TRIBUNNEWS.COM,KULONPROGO - Meski muncul aksi unjuk rasa sebagian warga menentang rencana pembangunan bandara internasional baru di wilayah Kecamatan Temon, Kabupaten Kulonprogo, namun tim perencana pembangunan bandara menganggap sosialisasi awal yang mereka lakukan berjalan lancar.
Assekda Bidang Perekonomian dan Pembangunan DIY, Didik Purwadi, menganggap lumrah adanya penolakan sebagian warga Temon.
"Penolakan itu kan wajar karena belum ngerti," kata Didik, saat dijumpai di Kepatihan.
Karena itu, agar warga mengerti, saat ini dilaksanakan proses sosialisasi. Itu untuk memahamkan kepada warga soal perlunya dibangun bandara baru di Kulonprogo.
Sosialisasi sudah mulai dilakukan pekan lalu. Sedianya, ada 250 orang yang diundang setiap kali pertemuan. Harapannya, sosialisasi bisa menyasar seluruh warga terdampak secara bertahap.

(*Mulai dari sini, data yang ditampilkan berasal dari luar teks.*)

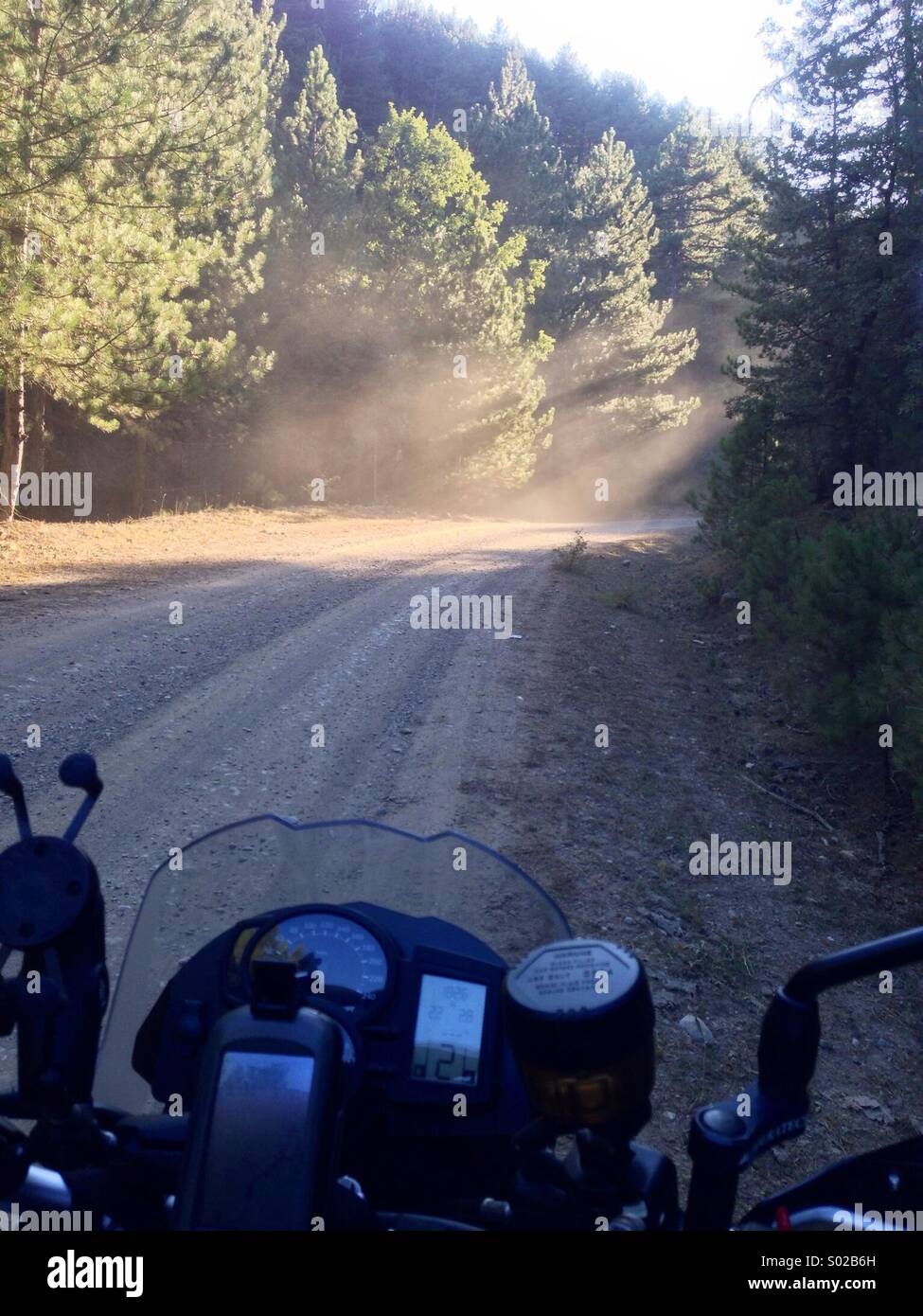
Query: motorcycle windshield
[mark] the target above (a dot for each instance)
(268, 863)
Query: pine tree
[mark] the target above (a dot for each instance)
(612, 340)
(515, 151)
(704, 206)
(448, 308)
(133, 165)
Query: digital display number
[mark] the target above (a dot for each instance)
(449, 1029)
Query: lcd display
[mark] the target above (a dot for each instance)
(449, 1029)
(261, 1109)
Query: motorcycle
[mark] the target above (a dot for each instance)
(346, 1026)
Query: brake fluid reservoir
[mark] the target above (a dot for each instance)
(579, 1020)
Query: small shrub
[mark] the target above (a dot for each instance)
(572, 557)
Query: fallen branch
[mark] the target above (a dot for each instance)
(789, 804)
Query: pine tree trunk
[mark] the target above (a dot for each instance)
(13, 444)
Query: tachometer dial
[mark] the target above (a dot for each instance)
(343, 961)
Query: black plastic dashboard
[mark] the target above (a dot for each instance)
(417, 1002)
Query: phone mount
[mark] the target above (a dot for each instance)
(51, 914)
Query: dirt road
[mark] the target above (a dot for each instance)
(290, 624)
(209, 719)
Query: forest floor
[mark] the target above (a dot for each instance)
(292, 617)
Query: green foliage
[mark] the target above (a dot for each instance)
(856, 614)
(135, 170)
(573, 556)
(599, 303)
(706, 206)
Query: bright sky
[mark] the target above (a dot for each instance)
(707, 50)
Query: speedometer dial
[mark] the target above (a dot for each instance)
(343, 961)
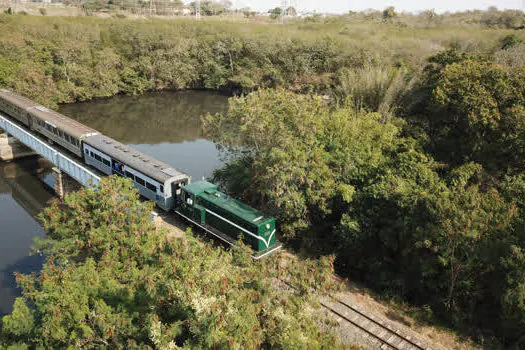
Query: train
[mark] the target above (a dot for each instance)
(200, 203)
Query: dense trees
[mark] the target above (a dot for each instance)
(436, 217)
(405, 163)
(57, 60)
(112, 280)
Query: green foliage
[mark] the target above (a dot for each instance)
(350, 183)
(480, 114)
(111, 279)
(7, 71)
(61, 60)
(510, 41)
(389, 13)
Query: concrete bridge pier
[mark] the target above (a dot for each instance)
(11, 148)
(64, 183)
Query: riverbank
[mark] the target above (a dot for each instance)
(66, 59)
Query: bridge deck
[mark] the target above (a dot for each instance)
(78, 171)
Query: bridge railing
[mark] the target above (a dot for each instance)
(76, 170)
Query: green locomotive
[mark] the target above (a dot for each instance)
(227, 218)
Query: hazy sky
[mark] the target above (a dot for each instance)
(338, 6)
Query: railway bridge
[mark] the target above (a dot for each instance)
(70, 173)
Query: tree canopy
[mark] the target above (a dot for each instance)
(111, 279)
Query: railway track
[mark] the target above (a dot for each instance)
(386, 335)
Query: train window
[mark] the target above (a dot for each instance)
(151, 187)
(140, 181)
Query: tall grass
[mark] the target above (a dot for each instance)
(374, 88)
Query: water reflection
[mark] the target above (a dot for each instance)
(164, 125)
(22, 198)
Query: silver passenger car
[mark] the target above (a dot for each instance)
(155, 180)
(54, 126)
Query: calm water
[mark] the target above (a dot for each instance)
(165, 125)
(22, 197)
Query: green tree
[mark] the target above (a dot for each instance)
(111, 279)
(389, 13)
(480, 114)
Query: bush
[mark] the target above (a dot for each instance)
(510, 41)
(112, 279)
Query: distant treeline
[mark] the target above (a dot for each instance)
(61, 60)
(398, 148)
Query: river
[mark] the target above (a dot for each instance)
(164, 125)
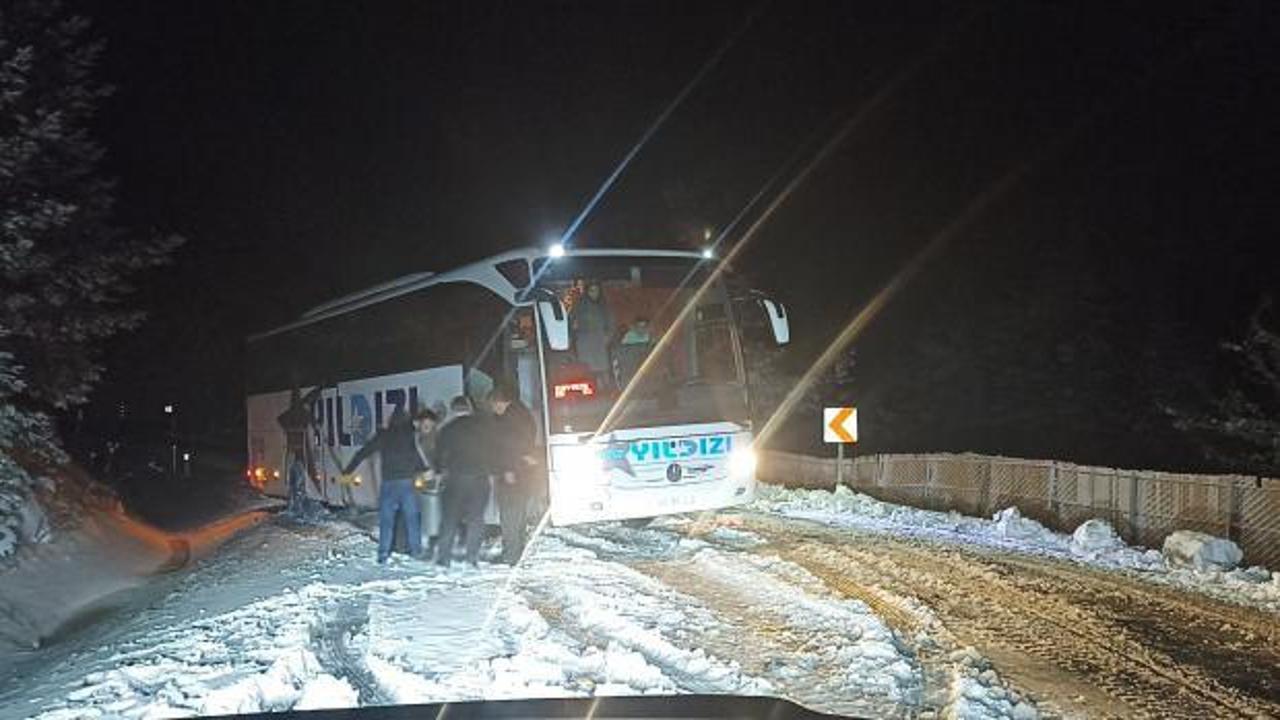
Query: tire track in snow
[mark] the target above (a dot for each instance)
(1042, 629)
(822, 651)
(604, 604)
(330, 643)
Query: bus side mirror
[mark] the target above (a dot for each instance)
(554, 322)
(777, 315)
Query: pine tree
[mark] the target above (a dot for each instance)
(64, 269)
(1242, 425)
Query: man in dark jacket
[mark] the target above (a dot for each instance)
(515, 431)
(464, 454)
(401, 463)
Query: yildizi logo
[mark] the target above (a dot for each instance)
(626, 455)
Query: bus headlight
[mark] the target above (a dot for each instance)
(741, 461)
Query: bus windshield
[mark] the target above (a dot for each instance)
(620, 308)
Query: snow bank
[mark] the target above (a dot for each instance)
(1197, 565)
(325, 692)
(1096, 537)
(1202, 551)
(1009, 523)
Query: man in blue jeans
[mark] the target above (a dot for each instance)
(401, 461)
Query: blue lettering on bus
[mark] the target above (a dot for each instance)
(328, 424)
(679, 449)
(343, 437)
(361, 419)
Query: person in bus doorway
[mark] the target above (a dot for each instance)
(592, 327)
(401, 463)
(464, 454)
(515, 429)
(428, 424)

Total, ada sekitar 600 KK di Kecamatan Temon yang terdampak pembangunan airport city Kulonprogo.
"Silakan warga curhat. Kalau setelah sosialisasi masih keberatan, ya nanti akan ada tim kajian keberatan yang memproses. Yang penting, jangan ada warga yang merasa tidak tahu (terkait rencana pembangunan airport city Kulonprogo)," kata dia.

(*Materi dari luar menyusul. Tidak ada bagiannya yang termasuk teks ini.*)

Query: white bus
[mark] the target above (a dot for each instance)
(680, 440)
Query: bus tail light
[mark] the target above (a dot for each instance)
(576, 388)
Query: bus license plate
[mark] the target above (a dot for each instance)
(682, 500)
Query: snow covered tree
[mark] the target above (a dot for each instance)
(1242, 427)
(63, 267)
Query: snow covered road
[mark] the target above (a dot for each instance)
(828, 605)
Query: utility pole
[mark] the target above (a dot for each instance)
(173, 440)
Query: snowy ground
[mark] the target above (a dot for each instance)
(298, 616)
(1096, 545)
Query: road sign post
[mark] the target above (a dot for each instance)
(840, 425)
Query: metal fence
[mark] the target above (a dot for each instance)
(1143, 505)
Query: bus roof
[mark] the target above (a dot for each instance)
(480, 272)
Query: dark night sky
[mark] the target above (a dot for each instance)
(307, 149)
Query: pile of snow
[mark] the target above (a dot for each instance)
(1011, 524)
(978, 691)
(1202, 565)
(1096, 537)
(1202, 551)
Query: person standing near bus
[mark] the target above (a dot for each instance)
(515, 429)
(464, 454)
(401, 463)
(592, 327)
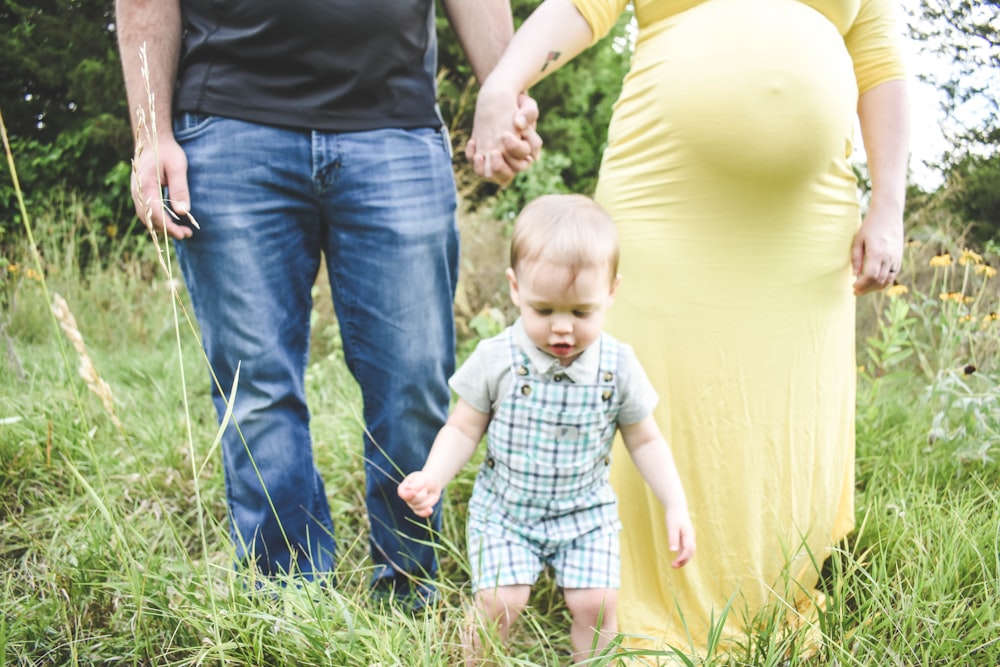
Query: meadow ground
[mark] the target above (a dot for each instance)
(113, 543)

Didik menilai, bandara baru sangat dibutuhkan untuk menumbuhkan perekonomian DIY yang stagnan.
Ekonomi stagnan ini karena sektor pariwisata yang menjadi tumpuan ekonomi DIY tak bisa berkembang. Penyebabnya, karena jumlah layanan direct flight dari dan ke Yogyakarta sangat terbatas.
Khusus penerbangan luar negeri, hanya ada direct flight ke Kuala Lumpur (Malaysia) dan Singapura.

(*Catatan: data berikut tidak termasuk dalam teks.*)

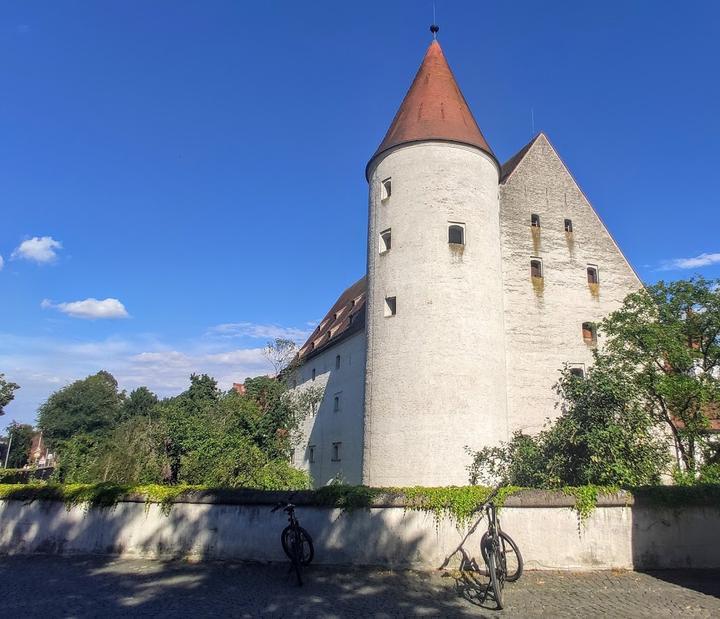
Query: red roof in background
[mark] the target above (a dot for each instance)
(434, 108)
(345, 317)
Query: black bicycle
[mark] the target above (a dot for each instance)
(500, 552)
(296, 541)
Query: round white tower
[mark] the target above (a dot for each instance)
(436, 375)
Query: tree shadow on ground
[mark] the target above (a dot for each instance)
(52, 586)
(702, 581)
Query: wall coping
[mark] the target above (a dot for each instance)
(669, 496)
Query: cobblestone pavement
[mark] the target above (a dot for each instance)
(44, 586)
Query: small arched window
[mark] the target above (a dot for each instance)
(385, 240)
(456, 234)
(593, 277)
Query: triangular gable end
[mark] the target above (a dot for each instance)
(517, 162)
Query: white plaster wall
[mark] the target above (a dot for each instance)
(436, 371)
(548, 537)
(328, 426)
(544, 327)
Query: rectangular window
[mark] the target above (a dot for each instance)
(577, 370)
(456, 234)
(385, 240)
(593, 276)
(590, 333)
(386, 189)
(536, 267)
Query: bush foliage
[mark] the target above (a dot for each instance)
(201, 437)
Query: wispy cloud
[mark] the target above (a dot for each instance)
(42, 365)
(702, 260)
(89, 309)
(259, 332)
(38, 249)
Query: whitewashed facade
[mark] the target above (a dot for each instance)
(483, 281)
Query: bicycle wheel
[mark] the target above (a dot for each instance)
(513, 562)
(306, 551)
(495, 572)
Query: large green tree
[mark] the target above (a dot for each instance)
(19, 442)
(7, 392)
(666, 340)
(90, 406)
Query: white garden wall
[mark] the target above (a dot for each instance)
(550, 537)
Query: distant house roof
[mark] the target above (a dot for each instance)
(346, 316)
(434, 108)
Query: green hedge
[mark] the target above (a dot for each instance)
(458, 503)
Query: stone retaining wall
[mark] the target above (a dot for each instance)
(621, 533)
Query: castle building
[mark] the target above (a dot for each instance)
(483, 281)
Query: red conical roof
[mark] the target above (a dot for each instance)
(434, 109)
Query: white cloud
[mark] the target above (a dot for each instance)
(260, 332)
(43, 364)
(38, 249)
(702, 260)
(89, 309)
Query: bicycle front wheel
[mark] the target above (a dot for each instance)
(298, 546)
(511, 557)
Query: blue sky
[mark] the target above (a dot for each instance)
(199, 166)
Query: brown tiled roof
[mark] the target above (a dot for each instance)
(509, 166)
(346, 316)
(434, 108)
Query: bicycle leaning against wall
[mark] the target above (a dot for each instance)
(295, 540)
(501, 554)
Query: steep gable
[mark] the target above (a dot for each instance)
(544, 316)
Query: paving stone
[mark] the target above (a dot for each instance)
(50, 586)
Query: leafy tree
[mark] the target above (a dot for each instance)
(281, 353)
(666, 340)
(89, 406)
(604, 436)
(7, 392)
(139, 403)
(19, 441)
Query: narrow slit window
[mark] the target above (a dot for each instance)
(536, 267)
(456, 234)
(593, 277)
(590, 332)
(385, 189)
(385, 240)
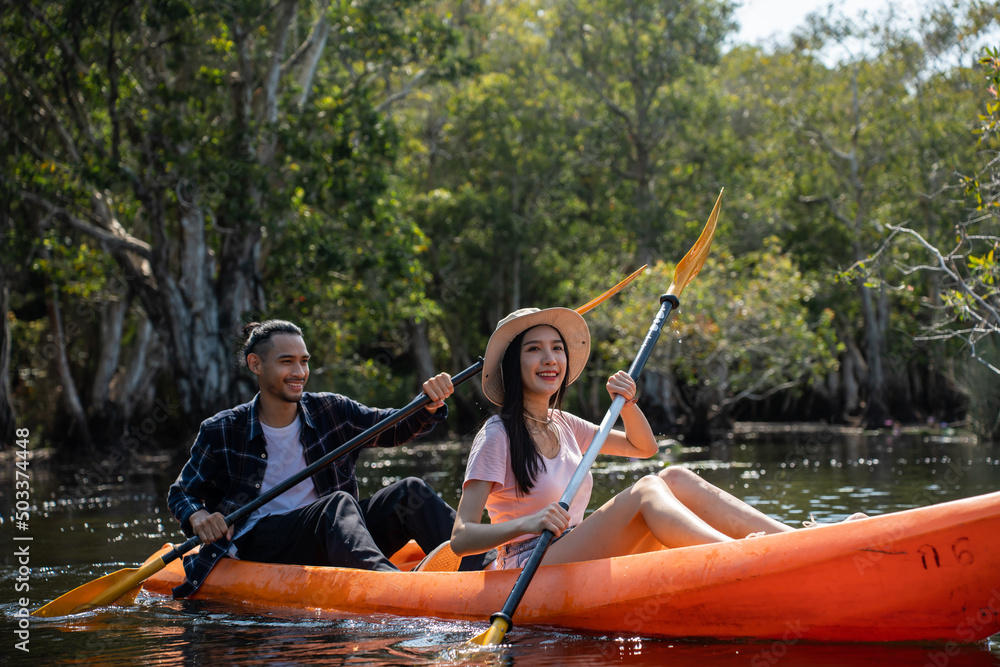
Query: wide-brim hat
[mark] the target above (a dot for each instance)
(569, 323)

Kota-kota besar di Nusantara pun belum sepenuhnya menyediakan layanan itu.
Akhirnya, tingkat kunjungan parisiwatanya tak bisa berkembang.
"Jadi bandara baru itu manfaatkan untuk seluruh Yogya. Tapi kan mesti ada yang dikorbankan, warga Temon. Makanya ada ganti rugi bahkan ganti untung," terang akademisi UGM itu.